Exactly how much will it cost to replace the particle filter???
do u have an idea?
Oh id love to get my hands on the Audi A8 4.0 TDI...Love it!!!


----------



## Next_2_Nothing (Sep 20, 2006)

Looks like the new lincon


----------



## mikeeb777 (Nov 2, 2006)

*Re: Škoda Octavia RS Now with 2.0 TDI PD Engine ([email protected])*

too bad we dont have these in NA. i would buy one 4 sure http://****************.com/smile/emthup.gif


----------



## ARDEI (Nov 24, 2006)

*Re: (Next_2_Nothing)*

The particle filter costs aprox 1500 Euros - genuine spare part - price taken from ETKA .


----------



## Theresias (Feb 11, 2004)

*Re: (ARDEI)*

Then you should check the price again or give the price excl. VAT. At least here in Germany it's a couple of hundreds less than that.


----------



## f1btn (Oct 13, 2006)

*Re: (Daemon688)*


_Quote, originally posted by *Daemon688* »_Interesting that they're rolling out a new car with the PD engine still. I wonder if they'll be changing to common rail in a year or two?

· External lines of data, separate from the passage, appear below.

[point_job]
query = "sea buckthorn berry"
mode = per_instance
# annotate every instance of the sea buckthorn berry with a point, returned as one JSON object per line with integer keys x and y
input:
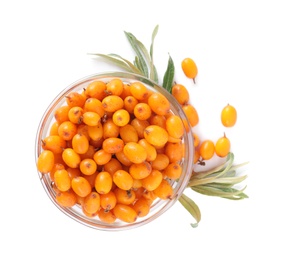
{"x": 196, "y": 140}
{"x": 156, "y": 135}
{"x": 94, "y": 105}
{"x": 128, "y": 134}
{"x": 112, "y": 103}
{"x": 158, "y": 120}
{"x": 122, "y": 158}
{"x": 153, "y": 180}
{"x": 101, "y": 157}
{"x": 135, "y": 152}
{"x": 174, "y": 151}
{"x": 207, "y": 149}
{"x": 62, "y": 180}
{"x": 67, "y": 130}
{"x": 106, "y": 216}
{"x": 139, "y": 126}
{"x": 114, "y": 87}
{"x": 159, "y": 103}
{"x": 80, "y": 143}
{"x": 189, "y": 68}
{"x": 81, "y": 186}
{"x": 129, "y": 103}
{"x": 121, "y": 117}
{"x": 91, "y": 202}
{"x": 91, "y": 118}
{"x": 75, "y": 99}
{"x": 161, "y": 162}
{"x": 164, "y": 190}
{"x": 125, "y": 213}
{"x": 75, "y": 115}
{"x": 96, "y": 132}
{"x": 125, "y": 197}
{"x": 222, "y": 146}
{"x": 71, "y": 158}
{"x": 88, "y": 166}
{"x": 103, "y": 182}
{"x": 113, "y": 145}
{"x": 54, "y": 128}
{"x": 66, "y": 198}
{"x": 54, "y": 143}
{"x": 45, "y": 162}
{"x": 112, "y": 166}
{"x": 180, "y": 93}
{"x": 150, "y": 149}
{"x": 96, "y": 89}
{"x": 123, "y": 179}
{"x": 140, "y": 170}
{"x": 73, "y": 172}
{"x": 174, "y": 126}
{"x": 110, "y": 129}
{"x": 192, "y": 114}
{"x": 173, "y": 171}
{"x": 61, "y": 114}
{"x": 229, "y": 116}
{"x": 108, "y": 200}
{"x": 142, "y": 111}
{"x": 139, "y": 90}
{"x": 142, "y": 207}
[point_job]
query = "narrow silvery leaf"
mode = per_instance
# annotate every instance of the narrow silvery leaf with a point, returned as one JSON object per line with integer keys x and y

the 2.0l pd engine is a direct injection 16v diesel so there is no fuel rail as such the 1.9 is more like the older models!


----------



## Theresias (Feb 11, 2004)

*Re: (f1btn)*


_Quote, originally posted by *f1btn* »_the 2.0l pd engine is a direct injection 16v diesel

That doesn't apply for all variants of the 2.0l TDI. In general there are still 8V engines available. Also some use the old style PD injectors, while newer ones come with the PPD injectors.


----------



## BigFoot-74205 (Jan 26, 2006)

^ Exactly. The 2.0TDI Passat with 4motion has an 8V engine while the regular 2.0TDI Passat has a 16V engine.


----------



## sgfdbdgedrbgt (Feb 22, 2004)

*Re: Škoda Octavia RS Now with 2.0 TDI PD Engine ([email protected])*

nice


----------



## NorthernGTI (Oct 26, 2005)

Sick car


----------



## ncrosssman (Feb 4, 2005)

*Re: (NorthernGTI)*

pics of engine bay? not liking all of what i seen so far


----------



## REVO321 (Jan 6, 2007)

Hello I have a question when will this new Skoda octavia arrive in the USA ? I am very inrerested in buying this RS model for my self to enjoy.


----------



## NoDubJustYet (Mar 25, 2002)

i'm gonna go with 'never.'
there have been no plans to bring any Skoda or SEAT to the US.


----------



## REVO321 (Jan 6, 2007)

But why not these cars are great probably they are better than the VW passast. The Skoda RS TDI has an 170 HP engine while the normal 2.0 TDI has 140 HP engines. So Skoda = Simply Clever. LOL


----------



## NoDubJustYet (Mar 25, 2002)

The Octavia is Jetta/Golf based while the Superb is Passat based...
I suppose VWoA figures these cars would cut into VW sales.


----------



## REVO321 (Jan 6, 2007)

*Re: (NoDubJustYet)*

So what Skoda is owned by VW anyway . SO why do they care.


----------



## NoDubJustYet (Mar 25, 2002)

they're having a hard enough time selling the Jetta... plus, starting up an entirely new infrastructure for a company new to the US and Canada isn't easy, nor is it cheap.


----------